Après une décennie de réflexion consacrée aux compositions géométriques, Jean-Michel Gnidzaz rompt aujourd’hui avec la pure abstraction, et donne une nouvelle orientation à son travail. Depuis 2003, il initie une nouvelle série de portraits consacrées aux icônes culturelles du XXème siècle. Frappé par la persistance dans l’inconscient collectif de certaines images ou photographies de personnalités culturelles majeures du XXème siècle, en particulier de celles qui sont synonymes d’une rébellion face à l’ordre établi, Jean-Michel Gnidzaz questionne ici leur statut iconique. En neutralisant le background de la photographie originelle, en recomposant le portrait à partir de jeux de bi et de trichromies, d’aplats et de bandes colorées alternées qui réintroduisent un certain cinétisme, il prive ces incunables de l’histoire contemporaine d’une identification trop immédiate. Ainsi écartées pour un instant du consensus, du respect convenus qu’on leur réserve habituellement, ces idoles populaires retrouvent une certaine capacité à invectiver le spectateur. Le processus pousse à prendre un recul historique prompt à faire évoluer nos questionnements : que signifieraient aujourd’hui les Beatles, James Dean, ou même Coluche dans notre société ; quelle place occuperont-ils dans les esprits des générations futures ; échapperont-ils au statut décoratif auquel l’exploitation mercantile de leur image les a relégués ? Nul, n’en a encore la réponse, mais le travail de Jean-Michel Gnidzaz interroge à bon escient. Cette nouvelle série de portraits, et le flot de questions qu’elle soulève se posent à coup sûr comme un nouveau jalon essentiel dans son parcours artistique et nous rend curieux de ses développements futurs.

Amiel Grumberg – 2004

 

Jean-Michel Gnidzaz, the new portrait collection

When thinking of Jean Michel Gnidzaz, we certainly recognize the abstract two and three dimensional composition that characterize his work from the 90’s. He uses a spectrum of compositional arrangements with his play of collage, the technique of folding simple sheets of paper, his rigorous geometric style. Colorful contrasts, the artiste revived the tradition of kinetic in a subtle way.

Jean Michel Gnidzaz was inspired thus by the conceptual work of Soto rather than of their tendency to ‘gigantism’, and refused the aseptic precision of other painters of the kinetic movement towards a personal touch giving again a real place to the gesture and a certain style in his painting. Following his research, Jean Michel Gnidzaz was able to produce a strong work that stands from his own.
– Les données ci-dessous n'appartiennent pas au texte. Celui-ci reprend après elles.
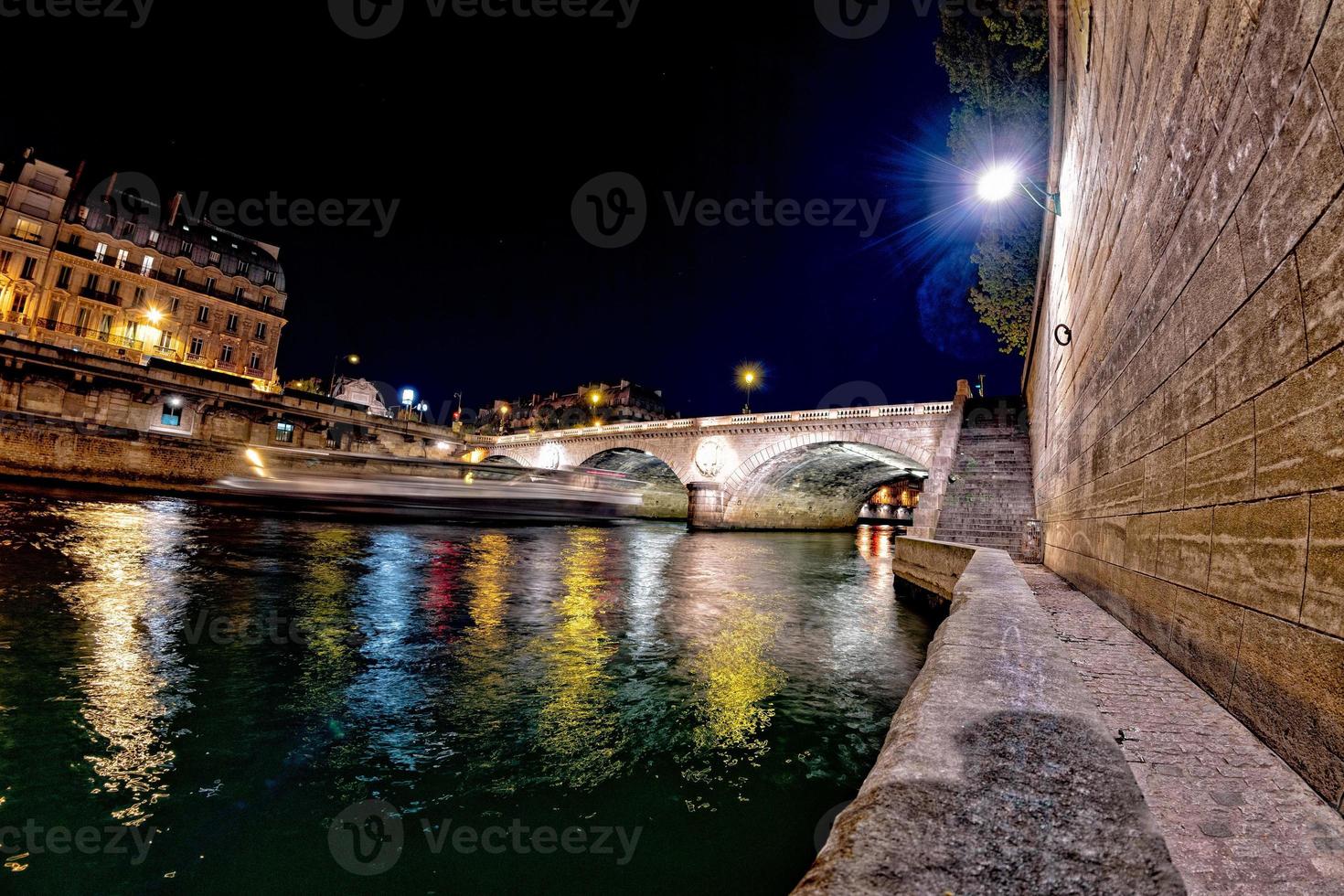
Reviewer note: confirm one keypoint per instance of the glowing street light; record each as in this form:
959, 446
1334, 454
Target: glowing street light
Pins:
1001, 182
749, 378
348, 359
997, 185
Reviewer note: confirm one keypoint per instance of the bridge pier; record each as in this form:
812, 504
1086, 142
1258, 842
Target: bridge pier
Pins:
709, 501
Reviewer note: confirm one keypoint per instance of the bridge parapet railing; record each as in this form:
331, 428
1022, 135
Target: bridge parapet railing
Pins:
741, 420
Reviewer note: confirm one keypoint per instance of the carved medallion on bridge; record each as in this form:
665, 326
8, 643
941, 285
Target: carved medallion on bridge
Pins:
549, 457
709, 455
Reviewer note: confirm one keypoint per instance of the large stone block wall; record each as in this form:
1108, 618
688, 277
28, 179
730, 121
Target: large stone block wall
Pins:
1189, 443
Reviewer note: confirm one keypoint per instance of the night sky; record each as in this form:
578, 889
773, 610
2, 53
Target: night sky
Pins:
485, 129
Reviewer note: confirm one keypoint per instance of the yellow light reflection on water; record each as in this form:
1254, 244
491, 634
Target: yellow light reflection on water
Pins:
577, 726
325, 617
131, 672
737, 678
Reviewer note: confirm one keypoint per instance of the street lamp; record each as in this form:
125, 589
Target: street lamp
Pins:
1001, 182
749, 378
348, 359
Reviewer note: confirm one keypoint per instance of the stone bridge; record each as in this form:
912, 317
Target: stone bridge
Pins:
785, 470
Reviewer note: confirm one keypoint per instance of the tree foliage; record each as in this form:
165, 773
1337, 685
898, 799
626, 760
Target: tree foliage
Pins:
997, 66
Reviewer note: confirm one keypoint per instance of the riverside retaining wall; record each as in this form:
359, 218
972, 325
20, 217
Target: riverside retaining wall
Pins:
997, 774
1189, 443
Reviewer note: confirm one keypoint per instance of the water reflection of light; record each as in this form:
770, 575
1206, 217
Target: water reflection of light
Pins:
577, 727
875, 541
484, 693
388, 695
737, 680
323, 614
129, 607
649, 552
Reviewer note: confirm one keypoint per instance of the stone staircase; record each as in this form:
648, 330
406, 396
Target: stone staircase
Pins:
992, 498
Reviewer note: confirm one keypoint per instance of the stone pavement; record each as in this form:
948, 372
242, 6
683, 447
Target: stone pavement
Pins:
1237, 819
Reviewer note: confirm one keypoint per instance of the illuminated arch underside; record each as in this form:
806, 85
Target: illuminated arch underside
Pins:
816, 486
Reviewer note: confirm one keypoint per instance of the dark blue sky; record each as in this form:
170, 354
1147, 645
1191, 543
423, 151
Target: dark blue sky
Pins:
484, 129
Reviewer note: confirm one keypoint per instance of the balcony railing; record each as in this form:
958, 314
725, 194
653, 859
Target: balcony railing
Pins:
99, 295
165, 277
86, 332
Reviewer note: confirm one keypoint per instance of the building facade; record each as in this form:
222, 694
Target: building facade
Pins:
621, 403
113, 274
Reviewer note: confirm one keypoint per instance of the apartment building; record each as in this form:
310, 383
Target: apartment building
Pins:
119, 274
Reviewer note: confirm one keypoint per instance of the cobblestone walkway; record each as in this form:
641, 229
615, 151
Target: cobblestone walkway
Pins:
1237, 819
After a decade of reflexion devoted to geometrical composition, Jean-Michel Gnidzaz has broken today with pure abstraction and gave to his work another orientation. Since 2003, he creates a new serie of portraits devoted to cultural icons of the 20e century. Struck by the persistence in the unconscious collective of certain images or photographs of major cultural personalities of the 20th century, in particular those lively to express rebellion to the established order, Jean-Michel Gnidzaz questions here their iconic status. By neutralizing the background of the original photograph and redoing the portrait from the beginning playing with two or tree colors, dimensions and altering color stripes, which bring about a sense of movement. He tales away from these modern icons the identification that is always immediate. Thus taken away for one instant, from the usual respect held for them, these popular idols find again a capacity to provoke the spectator. The process forces one to take a quick step back to evaluate our judgments: what is the importance of the Beatles, James Dean, Coluche in our society today. What place would they be in the spirit of the future generation; would they escape from becoming decorations that commercial exploitation has made them? No one has the answer yet but the work of Jean Michel Gnidzaz raises the question discerningly. This new series of portraits and the flood of questions that it brings present a new level and substantial rise in his artistic evolution and make us curious about his future work.